Elderly people or pregnant women are entitled to a seat near an exit. One should not be shy in requesting this space! Munich residents are generally gallant, and when made aware of a need, they will relinquish their well-warmed cushion. In a case of hesitation, the nearest elderly woman on hand will reprimand the passenger, in a tone reminiscent of someone's mother, that motivates everyone to be of service. A journey lasting only a few stops does not merit sitting. When one needs to get up again, it will only annoy one's neighbors who moments ago moved to give space to sit down.

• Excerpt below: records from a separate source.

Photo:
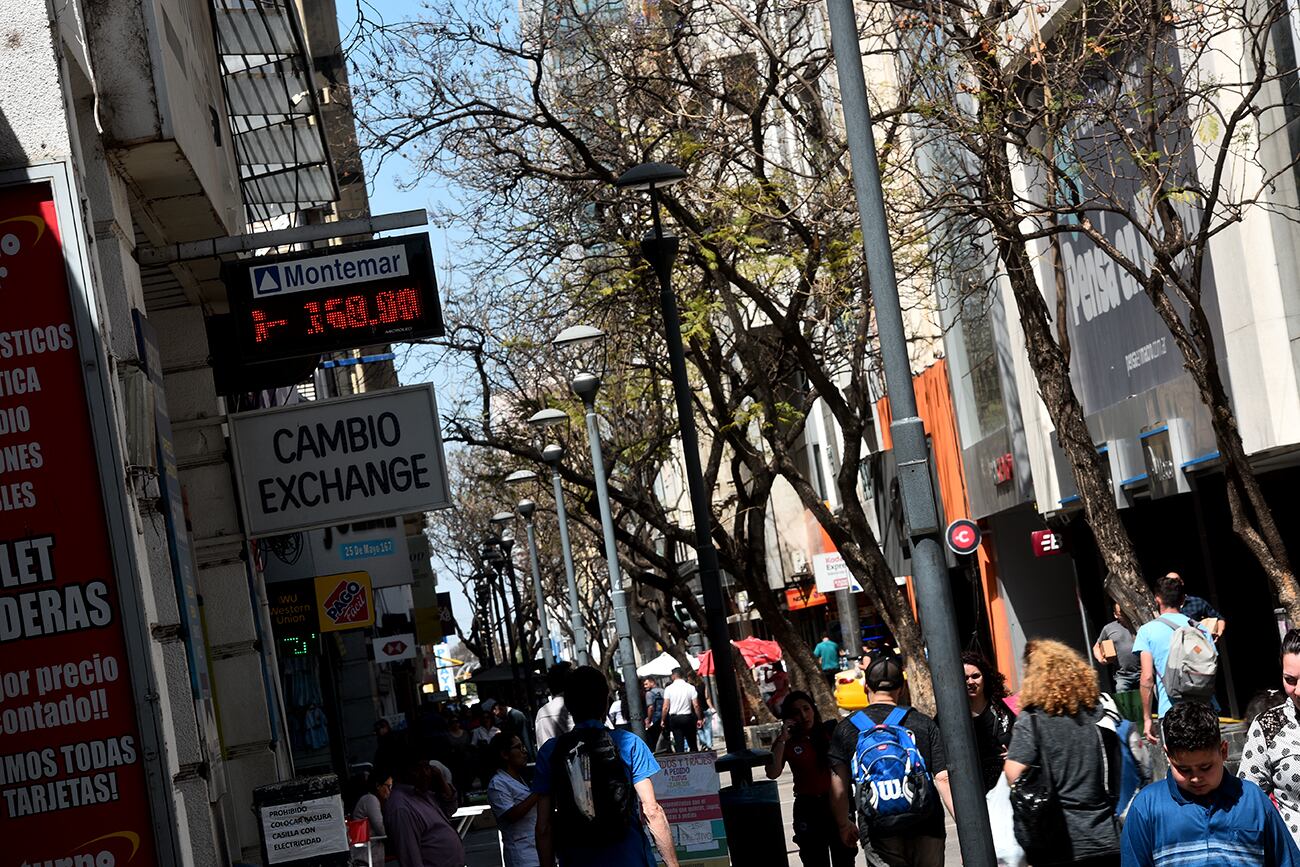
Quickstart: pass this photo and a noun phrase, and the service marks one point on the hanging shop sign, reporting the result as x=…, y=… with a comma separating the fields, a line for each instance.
x=832, y=573
x=962, y=536
x=1047, y=542
x=73, y=783
x=333, y=462
x=688, y=790
x=315, y=302
x=345, y=601
x=391, y=649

While standing in the gangway between the doors, be prepared to be shuffled elsewhere when the frequent passenger "parent with stroller" boards. They will quickly park themselves to the rear of the gangway, against one of the seatbacks, facing their future exit door. This maneuver requires time, but it makes exiting much quicker.

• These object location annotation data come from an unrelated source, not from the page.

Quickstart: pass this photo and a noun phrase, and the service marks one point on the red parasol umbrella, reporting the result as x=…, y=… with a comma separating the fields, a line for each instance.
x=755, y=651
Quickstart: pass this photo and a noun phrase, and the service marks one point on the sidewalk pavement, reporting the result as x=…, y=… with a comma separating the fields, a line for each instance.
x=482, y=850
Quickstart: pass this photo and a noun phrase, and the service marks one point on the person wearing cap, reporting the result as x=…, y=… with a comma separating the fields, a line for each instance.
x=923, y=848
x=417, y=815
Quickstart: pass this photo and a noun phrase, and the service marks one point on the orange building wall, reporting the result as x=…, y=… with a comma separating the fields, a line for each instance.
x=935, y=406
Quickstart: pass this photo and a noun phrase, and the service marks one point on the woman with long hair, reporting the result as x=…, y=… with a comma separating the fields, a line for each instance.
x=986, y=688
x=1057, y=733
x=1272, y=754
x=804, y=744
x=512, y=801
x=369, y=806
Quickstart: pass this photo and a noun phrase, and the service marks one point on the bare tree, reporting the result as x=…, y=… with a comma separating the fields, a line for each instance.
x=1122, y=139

A canned sardine sensation is rare during a normal ride. Crowding can occur during the commuter rush, and when school lets out at 1:30 p.m. In these high-traffic times, it is common to experience some pushing and shoving. Avoiding these infringements of personal space can be managed by following another unspoken but well-practiced rule when entering and exiting the train. When boarding, stand to the sides of the doors to allow exiting passengers to pass. When exiting, stay to the middle until passing the crowd of new passengers ready to board. Any infringement of these imaginary queues can often cause chaos, confusion and much shuffling.

The hustle and bustle, remembering rules and one's destinations is stressful for the novice rider. Regardless of one's state of mind, it is common to be greeted upon entering or exiting the train by a friendly "Bitte zurueck bleiben". It is unclear to me if it is a lack of modern technology or a desire to maintain a sense of personal service on the part of the MVV. Each driver, who spends a majority if their day racing through the dark bowels of the city like a mole on a mission, seems to add his or her own personal tone and tune to the phrase. I am personally grateful not to have to endure any annoying beeps or buzzers warning me of the eminent and ceremonial closing of the doors. Remember, when exiting toward the front of the train, on the way to sun or star shine, to give a smile or wave to the driver. It is not part of the unspoken rules of U-Bahn etiquette, but it will definitely brighten any tunnel-dweller's day.